In keeping with the theme of the prior post of running in fear, I’ll write about our fear of dehydration, or no, we don’t need to drink eight glasses of water every day.
After a group run, Ben and I were with Heinrich waiting for a train to take us back home. Heinrich, a relatively new member of our running club who moved to NYC from Germany. Heinrich is affectionately nicknamed Heinrich in this blog because Ben keeps mispronouncing his name. While waiting for our train, Heinrich looked at my Simple Hydration bottle and asked about it. Then he remarked in earnest, “Americans have a serious fear of dehydration.”
Howling with laughter, Ben and I crowed, “Quote of the day! Quote of the day!”
Heinrich then explained that Americans are obsessed with hydration and that in Germany, runners didn’t really think about hydrating all that much. He continued that he didn’t drink all that much on long runs and even in marathons.
One of the things that I like about having friends from different places is that they have different perspectives that illuminate aspects of your own life and culture. Until Heinrich mentioned it, I hadn’t thought much about our obsession with hydration.
It’s a common truism that we should drink 8 glasses of water every day. There are apps developed to help you drink 8 glasses of water because we’re told we’re not drinking enough water. In reality, we don’t need to drink that much water. The source of this myth is believed to be a recommendation from the 1945 Food and Nutrition Board. They did say we need to have 2.5 liters of water, but the part that everyone missed was that most of this come to us from the food we eat.

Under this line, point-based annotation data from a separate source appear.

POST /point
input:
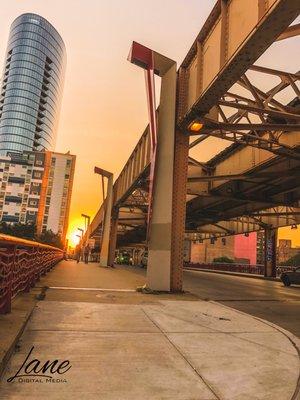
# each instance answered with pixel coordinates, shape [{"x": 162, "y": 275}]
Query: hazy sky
[{"x": 104, "y": 105}]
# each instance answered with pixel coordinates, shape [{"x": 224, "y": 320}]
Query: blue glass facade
[{"x": 32, "y": 83}]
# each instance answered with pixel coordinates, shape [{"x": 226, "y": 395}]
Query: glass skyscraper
[{"x": 32, "y": 85}]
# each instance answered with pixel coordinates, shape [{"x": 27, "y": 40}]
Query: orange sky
[{"x": 104, "y": 105}]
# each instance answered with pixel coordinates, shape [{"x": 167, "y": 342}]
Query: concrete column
[
  {"x": 104, "y": 251},
  {"x": 179, "y": 209},
  {"x": 113, "y": 237},
  {"x": 159, "y": 249},
  {"x": 270, "y": 252}
]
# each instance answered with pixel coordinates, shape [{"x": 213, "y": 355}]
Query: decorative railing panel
[{"x": 22, "y": 263}]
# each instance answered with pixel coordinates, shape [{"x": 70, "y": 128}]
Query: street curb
[
  {"x": 244, "y": 275},
  {"x": 10, "y": 350},
  {"x": 295, "y": 341}
]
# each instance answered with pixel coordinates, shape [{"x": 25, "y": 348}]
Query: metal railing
[
  {"x": 256, "y": 269},
  {"x": 22, "y": 263}
]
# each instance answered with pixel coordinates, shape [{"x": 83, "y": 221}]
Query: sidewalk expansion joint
[{"x": 182, "y": 355}]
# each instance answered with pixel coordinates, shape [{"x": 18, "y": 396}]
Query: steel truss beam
[
  {"x": 275, "y": 117},
  {"x": 277, "y": 216}
]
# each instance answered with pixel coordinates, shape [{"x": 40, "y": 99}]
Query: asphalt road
[{"x": 264, "y": 299}]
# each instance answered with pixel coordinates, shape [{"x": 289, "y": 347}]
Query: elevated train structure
[{"x": 164, "y": 194}]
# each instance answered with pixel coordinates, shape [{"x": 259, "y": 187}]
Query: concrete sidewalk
[{"x": 124, "y": 345}]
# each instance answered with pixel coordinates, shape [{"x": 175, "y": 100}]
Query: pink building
[{"x": 245, "y": 247}]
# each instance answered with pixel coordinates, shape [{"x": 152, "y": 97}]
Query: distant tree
[
  {"x": 51, "y": 238},
  {"x": 293, "y": 261},
  {"x": 224, "y": 260},
  {"x": 25, "y": 231}
]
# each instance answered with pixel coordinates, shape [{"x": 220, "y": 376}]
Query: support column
[
  {"x": 179, "y": 209},
  {"x": 104, "y": 251},
  {"x": 159, "y": 248},
  {"x": 270, "y": 252},
  {"x": 113, "y": 237}
]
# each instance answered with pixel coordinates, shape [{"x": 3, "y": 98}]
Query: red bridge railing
[{"x": 22, "y": 263}]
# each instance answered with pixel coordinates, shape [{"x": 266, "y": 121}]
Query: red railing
[
  {"x": 22, "y": 263},
  {"x": 256, "y": 269}
]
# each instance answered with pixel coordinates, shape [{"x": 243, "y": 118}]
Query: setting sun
[{"x": 73, "y": 231}]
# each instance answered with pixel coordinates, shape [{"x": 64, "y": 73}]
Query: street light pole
[
  {"x": 104, "y": 251},
  {"x": 87, "y": 220}
]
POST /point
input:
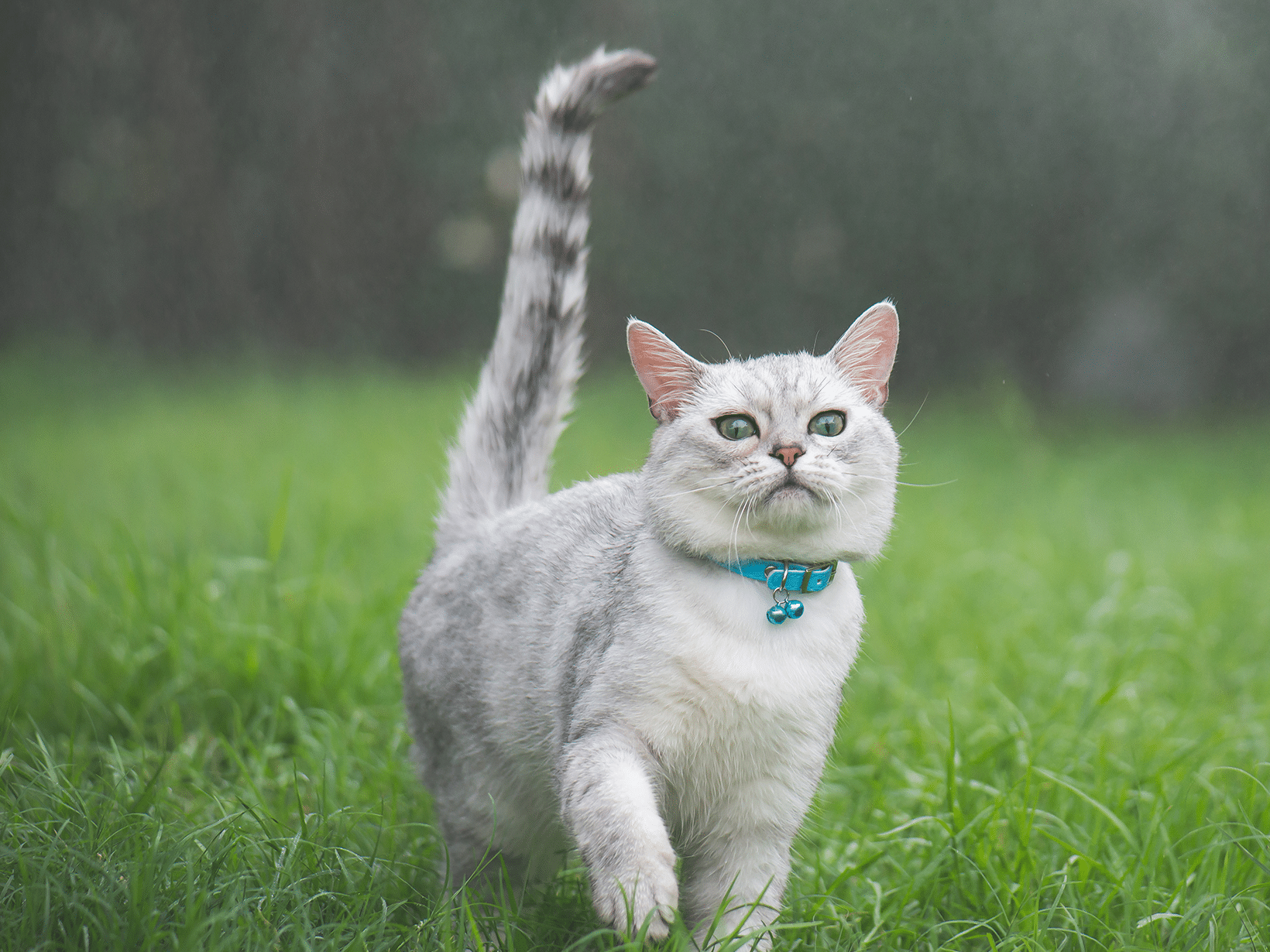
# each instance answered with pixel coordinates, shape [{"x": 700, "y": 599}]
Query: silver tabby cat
[{"x": 585, "y": 669}]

We don’t need to guzzle eight glasses of water each day.
In fact, drinking too much water can be detrimental. You can suffer from water intoxication, or hyponatremia, if you drink too much water. Excess water dilutes the sodium levels in our body and its symptoms include nausea, fatigue, headaches, muscle spasms, and vomiting. Acute hyponatremia can lead to death. Although death from acute hyponatremia is rare, marathoners are more likely to die from overdrinking and from dehydration.
So, America, drink up – but only if you’re thirsty.